## Connections and cursor

In [1]:
# %reload_ext autoreload
# %autoreload 2
# from sql_tables import *

In [2]:
import psycopg2
from pyspark.sql import SparkSession

In [3]:
spark = SparkSession.builder \
    .master("local[*]") \
    .appName("load csv into postgres") \
    .getOrCreate()

## Postgres functions

In [2]:
def cur_for_db(db_name):
    conn = psycopg2.connect(
    host = "localhost",
    database = db_name,
    user = "taha",
    password = "1234")
    
    conn.autocommit = True
    cur = conn.cursor()
    return cur


def create_db(cur,db_name):
    cur.execute("SELECT 1 FROM pg_catalog.pg_database WHERE datname = '%s'"%db_name)
    exists = cur.fetchone()
    if not exists:
        cur.execute('CREATE DATABASE %s'%db_name)

def create_schema(cur,schema_name):
    cur.execute("SELECT schema_name FROM information_schema.schemata WHERE schema_name = '%s';"%schema_name)
    exists = cur.fetchone()
    if not exists:
        cur.execute('CREATE SCHEMA %s'%schema_name)


def create_table(cur,table_name):
    cur.execute(eval("CREATE_"+table_name))
    
    
def insert_postgres(df,table_name,schema_name):
    insert_values = [tuple(x) for x in df.collect()]
    records_list_template = ','.join(['%s'] * len(insert_values) )
    insert_query = eval("INSERT_"+table_name).format(schema_name,table_name,records_list_template)

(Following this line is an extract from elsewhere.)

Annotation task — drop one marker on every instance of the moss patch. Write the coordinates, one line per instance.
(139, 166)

    return insert_query, insert_values


    

## sql queries 

In [3]:
# Create Table Queries

CREATE_account = """CREATE TABLE IF NOT EXISTS accounts_data.account
                        (
                            account_id  integer PRIMARY KEY,
                            district_id integer,
                            frequency   text,
                            date        text
                        );
                        
                    alter table accounts_data.account owner to taha;
        
                """

CREATE_transaction = """CREATE TABLE IF NOT EXISTS accounts_data.transaction
                            (
                                trans_id integer PRIMARY KEY,
                                account_id integer,
                                date text,
                                type text,
                                operation text,
                                amount numeric,
                                balance numeric,
                                k_symbol text,
                                bank text,
                                account integer
                            );

                            alter table accounts_data.transaction owner to taha;
                """

# Insert Queries
INSERT_account = "INSERT INTO {}.{} (account_id, district_id, frequency, date) VALUES {} ON CONFLICT DO NOTHING;"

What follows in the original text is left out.